Sos pomidorowy mi kojarzy się najbardziej z domową pizzą. Można użyć go właśnie w taki sposób, ale też w inny np. Robiąc domowy sos pomidorowy należy jednak pamiętać o kilku ważnych zasadach.
Należy przede wszystkim pamiętać, by wybierać pomidory, które mają mało pestek np. pomidory paprykowe lub pomidory z puszki, jeśli nie trwa akurat na nie sezon. Sos gotuje się w garnku o grubym dnie i często go miesza, aby się nie przypalił. Dodaj do sosu, zeszkloną i posiekaną drobno cebulkę i czosnek, które są posypane cukrem (na 2 kg pomidorów sypiemy 3 łyżki cukru). Smażymy do czasu karmelizacji cukru i dopiero dodajemy pomidory. Całość gotuje się około dwóch godzin.

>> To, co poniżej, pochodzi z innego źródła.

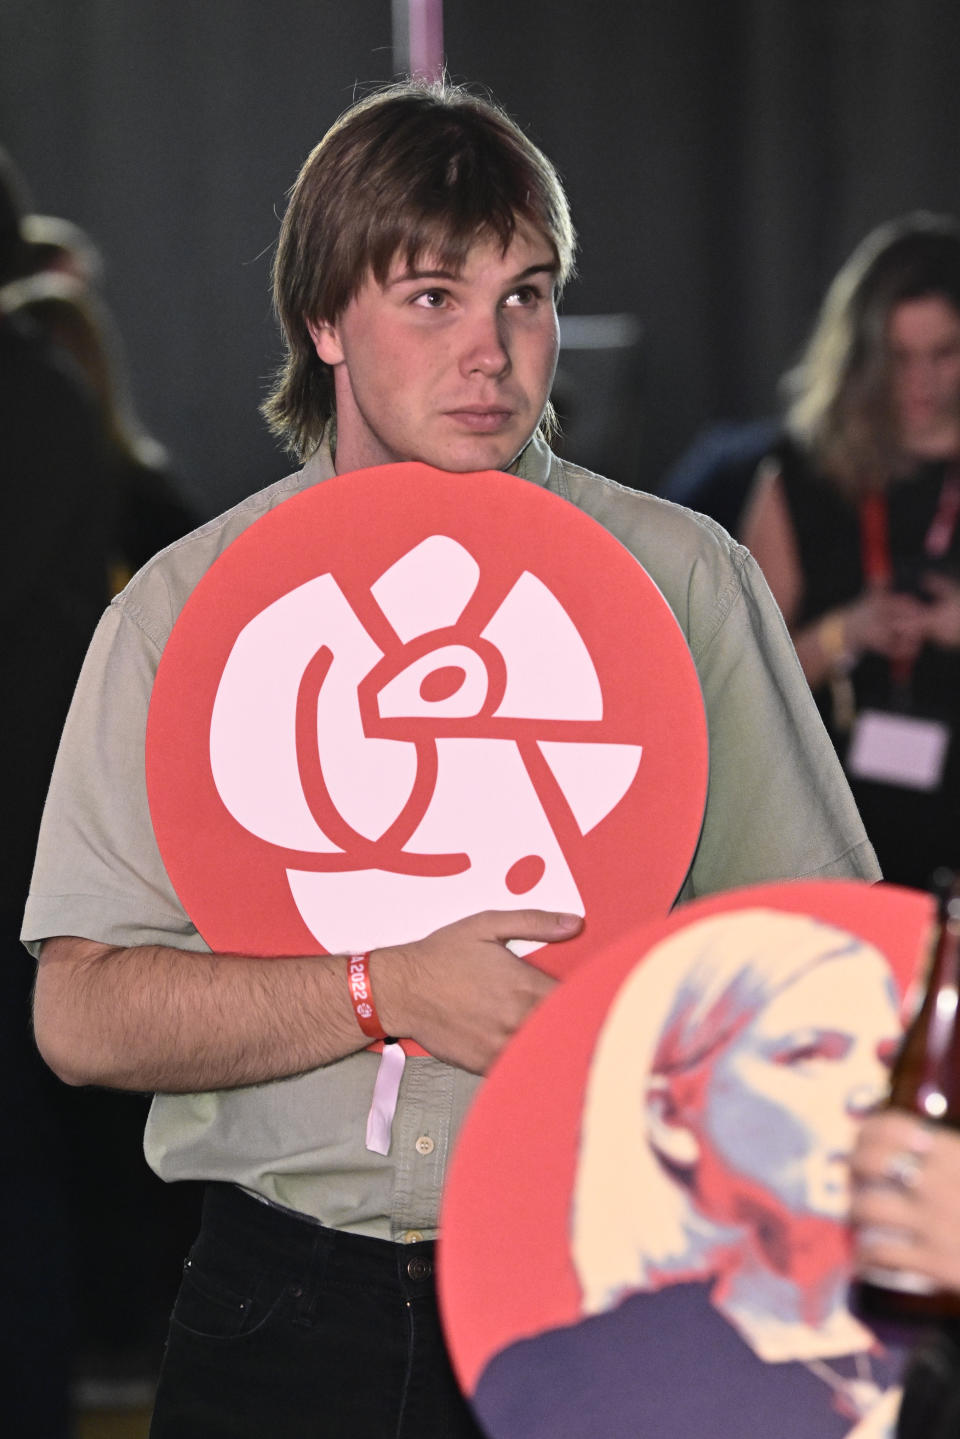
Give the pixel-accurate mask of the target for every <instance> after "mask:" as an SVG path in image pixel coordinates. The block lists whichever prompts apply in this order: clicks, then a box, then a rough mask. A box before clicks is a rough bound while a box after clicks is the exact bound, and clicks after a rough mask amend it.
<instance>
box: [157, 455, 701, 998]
mask: <svg viewBox="0 0 960 1439" xmlns="http://www.w3.org/2000/svg"><path fill="white" fill-rule="evenodd" d="M147 786H148V796H150V809H151V816H153V823H154V829H155V833H157V840H158V845H160V852H161V855H163V859H164V863H166V866H167V871H168V873H170V878H171V881H173V884H174V888H176V889H177V894H178V895H180V898H181V901H183V904H184V908H186V909H187V914H189V915H190V918H191V920H193V922H194V924H196V925H197V930H199V931H200V934H201V935H203V937H204V940H206V941H207V943H209V944H210V947H212V948H213V950H216V951H222V953H229V951H239V953H243V954H262V955H276V954H291V953H317V951H324V953H331V954H332V953H340V951H360V950H368V948H373V947H376V945H380V944H387V943H396V944H400V943H406V941H410V940H416V938H419V937H422V935H425V934H427V932H430V931H433V930H436V928H439V927H440V925H443V924H448V922H450V921H453V920H458V918H462V917H463V915H468V914H474V912H478V911H481V909H488V908H501V909H502V908H517V907H540V908H548V909H569V911H576V912H580V914H586V925H584V930H583V934H581V935H579V937H577V938H574V940H571V941H570V943H567V944H563V945H556V947H544V948H543V950H541V951H538V954H537V957H535V963H540V961H543V964H544V967H545V968H547V967H548V968H551V971H553V973H560V971H564V973H566V971H567V970H569V968H570V967H571V966H574V964H576V963H577V960H579V957H580V955H581V954H584V953H587V951H589V950H593V948H596V947H597V945H599V944H602V943H604V941H607V940H610V938H612V937H616V935H617V934H622V932H623V931H625V928H628V927H632V925H633V924H636V921H638V920H639V918H645V917H648V915H656V914H664V912H665V911H666V909H668V908H669V905H671V902H672V901H674V898H675V895H676V891H678V888H679V885H681V882H682V879H684V875H685V872H687V869H688V865H689V862H691V858H692V853H694V848H695V843H697V837H698V833H699V825H701V817H702V810H704V800H705V789H707V728H705V718H704V708H702V701H701V695H699V686H698V681H697V673H695V669H694V663H692V659H691V656H689V652H688V649H687V645H685V642H684V636H682V633H681V630H679V626H678V625H676V620H675V619H674V614H672V613H671V610H669V609H668V606H666V602H665V600H664V597H662V596H661V593H659V590H658V589H656V586H655V584H653V581H652V580H651V578H649V576H648V574H646V573H645V571H643V568H642V567H640V566H639V564H638V563H636V560H635V558H633V557H632V555H630V554H629V553H628V550H625V548H623V547H622V545H620V544H619V543H617V541H616V540H615V538H613V537H612V535H610V534H609V532H607V531H606V530H603V528H602V527H600V525H599V524H597V522H596V521H593V519H592V518H590V517H587V515H584V514H583V512H581V511H580V509H577V508H576V507H574V505H571V504H569V502H567V501H564V499H560V498H557V496H556V495H551V494H548V492H547V491H544V489H541V488H540V486H537V485H533V484H530V482H527V481H524V479H518V478H517V476H512V475H505V473H499V472H485V473H475V475H450V473H443V472H439V471H433V469H430V468H429V466H425V465H417V463H410V465H389V466H380V468H376V469H367V471H358V472H356V473H351V475H340V476H337V478H334V479H328V481H325V482H322V484H320V485H315V486H312V488H311V489H308V491H305V492H304V494H299V495H296V496H294V498H291V499H288V501H285V502H284V504H281V505H279V507H278V508H275V509H272V511H269V512H268V514H266V515H263V517H262V518H261V519H258V521H256V522H255V524H253V525H250V528H249V530H246V531H245V532H243V534H242V535H240V537H239V538H237V540H236V541H235V543H233V544H232V545H230V547H229V548H227V550H226V551H225V553H223V554H222V555H220V558H219V560H217V561H216V564H214V566H213V567H212V568H210V570H209V571H207V574H206V576H204V577H203V578H201V580H200V583H199V584H197V587H196V590H194V591H193V594H191V597H190V600H189V602H187V604H186V606H184V609H183V613H181V616H180V619H178V622H177V625H176V627H174V630H173V635H171V637H170V640H168V643H167V648H166V650H164V655H163V659H161V663H160V669H158V673H157V679H155V685H154V692H153V701H151V708H150V720H148V728H147ZM517 948H518V953H520V951H521V950H522V947H521V945H517ZM531 948H533V947H530V945H527V953H528V951H530V950H531Z"/></svg>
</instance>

W tym czasie gotujemy zalewę: 1/4 szklanki octu z goździkami, zielem angielskim, liśćmi laurowymi, pieprzem, chilli i estragonem. Gotujemy to przez 1,5 godziny, po czym przecedzamy. Do sosu pomidorowego możemy dodać, podobnie jak do domowego ketchupu, jabłka, śliwki i maliny w proporcji 400 g owoców na 2 kg pomidorów.
Gdy sos pomidorowy już się zagotuje, przecedzamy go przez sitko, następnie doprowadzamy do wrzenia, zmniejszamy ogień i gotujemy jeszcze pół godziny. Po tym czasie dodajemy zalewę, gotujemy chwilę i solimy.

Taki domowy sos pomidorowy przelewamy jeszcze gorący do słoiczków lub butelek. Zakręcamy, a po ostygnięciu możemy trzymać go w lodówce przez 2-3 tygodnie. Jeśli sos poddamy pasteryzacji, możemy trzymać go znacznie dłużej, nawet do dziewięciu miesięcy w ciemnym miejscu.